His father bows lower. “The side effects on the human body are a weakened constitution, fevers, coughs, a distorted short-term memory, and the gradual loss of the senses with prolonged exposure.”
“And how do you know that it works?”
“Because subject A001 is both alive and subconsciously using Esse.”
Ryo frowns. Wait a minute…
“Esse?” Lucifer’s expression darkens and the air becomes suffocating for the briefest of moments as those red eyes glow. “I asked you to restore Aeon!”
His father kneels and kowtows his head against the ground. “It will work! With enough exposure to this, the ability to use Esse can be molded into Aeon!”
The ominous aura recedes and Ryo can breathe again. His legs wobble and it takes everything in him to not fall and reveal his presence.
“In its current state, it will kill a human and poison my kind to the brink of near death before we regain the power to use Aeon.” Lucifer walks in a circle, cornering his father on the ground. “Still, you have completed my basic ask and I will keep my promise to spare your children from continuing your work for as long as you are alive.”
“Thank you, my Lord.”
“But you have failed on one point.”
“My Lord?”
“You’ve failed to complete your mission in secrecy.” At that, Lucifer’s crimson eyes meet Ryo’s. Ryo stumbles back a step and then two.
His father turns around, eyes widening before his face contorts into fury again. Ryo trips and falls, clambering to his feet. But before he can run, his father drags him inside with a bruising grasp on his wrist.
“Ryo!” He whispers in fury, and Ryo shuts his eyes as terror grips his body and mind. He wishes his father would just yell at him instead. It is far easier to deal with.

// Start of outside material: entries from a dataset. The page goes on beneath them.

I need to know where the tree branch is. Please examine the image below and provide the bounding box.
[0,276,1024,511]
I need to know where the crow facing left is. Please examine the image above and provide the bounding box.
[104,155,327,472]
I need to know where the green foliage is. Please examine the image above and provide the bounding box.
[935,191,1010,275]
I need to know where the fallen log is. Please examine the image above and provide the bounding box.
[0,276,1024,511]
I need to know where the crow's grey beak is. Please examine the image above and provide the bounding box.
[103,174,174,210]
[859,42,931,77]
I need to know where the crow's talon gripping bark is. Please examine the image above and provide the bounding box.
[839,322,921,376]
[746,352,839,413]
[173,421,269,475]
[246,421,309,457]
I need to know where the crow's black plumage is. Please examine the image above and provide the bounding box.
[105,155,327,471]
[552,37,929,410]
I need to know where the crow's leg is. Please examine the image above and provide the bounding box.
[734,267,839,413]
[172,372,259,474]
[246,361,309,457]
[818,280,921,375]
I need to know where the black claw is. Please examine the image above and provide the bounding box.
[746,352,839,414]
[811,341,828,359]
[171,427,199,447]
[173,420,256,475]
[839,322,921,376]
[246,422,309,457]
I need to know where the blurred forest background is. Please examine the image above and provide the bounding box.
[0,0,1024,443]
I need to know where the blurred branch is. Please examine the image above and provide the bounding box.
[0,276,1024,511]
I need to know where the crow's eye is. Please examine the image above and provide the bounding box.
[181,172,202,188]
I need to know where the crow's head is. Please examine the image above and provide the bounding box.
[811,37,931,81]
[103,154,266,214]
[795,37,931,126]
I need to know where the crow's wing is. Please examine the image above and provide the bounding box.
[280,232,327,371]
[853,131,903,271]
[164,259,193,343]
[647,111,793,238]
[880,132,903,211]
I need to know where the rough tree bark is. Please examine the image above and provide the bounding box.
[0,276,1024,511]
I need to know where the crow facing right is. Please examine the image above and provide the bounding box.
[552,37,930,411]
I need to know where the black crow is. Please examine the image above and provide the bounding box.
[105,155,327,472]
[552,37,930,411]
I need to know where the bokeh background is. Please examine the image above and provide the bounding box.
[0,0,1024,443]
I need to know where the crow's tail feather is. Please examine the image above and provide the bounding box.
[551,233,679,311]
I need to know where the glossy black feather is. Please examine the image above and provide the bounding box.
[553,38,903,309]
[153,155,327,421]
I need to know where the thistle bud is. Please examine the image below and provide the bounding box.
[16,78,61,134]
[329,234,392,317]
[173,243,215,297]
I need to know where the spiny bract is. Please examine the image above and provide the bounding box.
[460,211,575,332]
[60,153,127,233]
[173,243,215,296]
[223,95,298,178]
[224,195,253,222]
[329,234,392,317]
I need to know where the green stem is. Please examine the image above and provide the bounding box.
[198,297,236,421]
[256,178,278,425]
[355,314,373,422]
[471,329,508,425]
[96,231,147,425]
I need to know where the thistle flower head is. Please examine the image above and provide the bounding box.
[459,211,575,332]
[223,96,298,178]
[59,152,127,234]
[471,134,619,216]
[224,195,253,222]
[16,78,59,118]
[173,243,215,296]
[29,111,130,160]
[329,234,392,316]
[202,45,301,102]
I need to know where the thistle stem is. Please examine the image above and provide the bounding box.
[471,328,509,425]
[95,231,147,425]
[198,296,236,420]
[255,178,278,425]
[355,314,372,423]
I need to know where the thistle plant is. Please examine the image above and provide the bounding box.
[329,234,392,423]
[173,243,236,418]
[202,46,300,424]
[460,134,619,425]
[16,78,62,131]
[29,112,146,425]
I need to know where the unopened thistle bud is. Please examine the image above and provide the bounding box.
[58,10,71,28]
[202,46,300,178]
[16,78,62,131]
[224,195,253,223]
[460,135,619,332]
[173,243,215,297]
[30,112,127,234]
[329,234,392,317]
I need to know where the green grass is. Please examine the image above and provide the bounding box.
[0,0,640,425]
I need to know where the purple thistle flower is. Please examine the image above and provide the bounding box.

“Ryo, look at me,” his father continues low and dangerous. He blinks his eyes open reluctantly. “I have been a good father, Ryo. I have given you life, I have clothed you, fed you, and provided you with everything I could in this shitty life. Yes?”
Ryo’s lip trembles.
“I asked,” his father speaks through clenched teeth, the nasal undertones making Ryo shiver as his father’s hold on his wrists tighten. “Am I correct, Ryo?”
He nods, barely.
“And you repay me by being a useless son. You steal from me everyday by breathing. You have taken my youth, my money, my time, my freedom. Now, you spy on me.” His father smiles and it is crooked and wrong in all the ways Ryo dreamed up in his nightmares. “My daughter is more of a son than you.”
Ryo’s breathing quickens and his eyes burn with tears.
“Don’t fucking cry,” his father growls. He tries to stop but the tears come out anyways. His breaths come even faster now and his heart thumps with the lifeblood of fear. “Just remember you brought this on yourself.”
And there is pain. Nothing but pain around his neck. In the next moment, Ryo realizes he cannot breathe. His father, surely seeing red, has gone insane and the world has turned on its head. He claws desperately at his father’s big hands choking him against the tatami floor. He tries to cry out for help, but no sound registers in his ears. His gaze is turned upwards to the beams in the wooden ceiling and Lucifer’s amused red orbs gaze back down at him.
It is wrong. Eerie. Twisted. Something gnarly grows there. It is peering into his soul, judging and weighing him on a shadowy scale. He feels claws enclose upon his heart, reaching to scratch his eyes out. The darkness clouds his vision, rips a hole wide open in his chest, and this time, he knows its name.
Despair.
He can no longer deny it, the feeling that he failed to identify so many moons ago, the one he refuses to acknowledge in every waking moment of his life. It spirals and spirals, spilling out of him like a black hole and it sucks every bit of life away from him. He feels his body slump, numb to the world…and cannot bring himself to care.
The last thing he hears is a sickening squelch.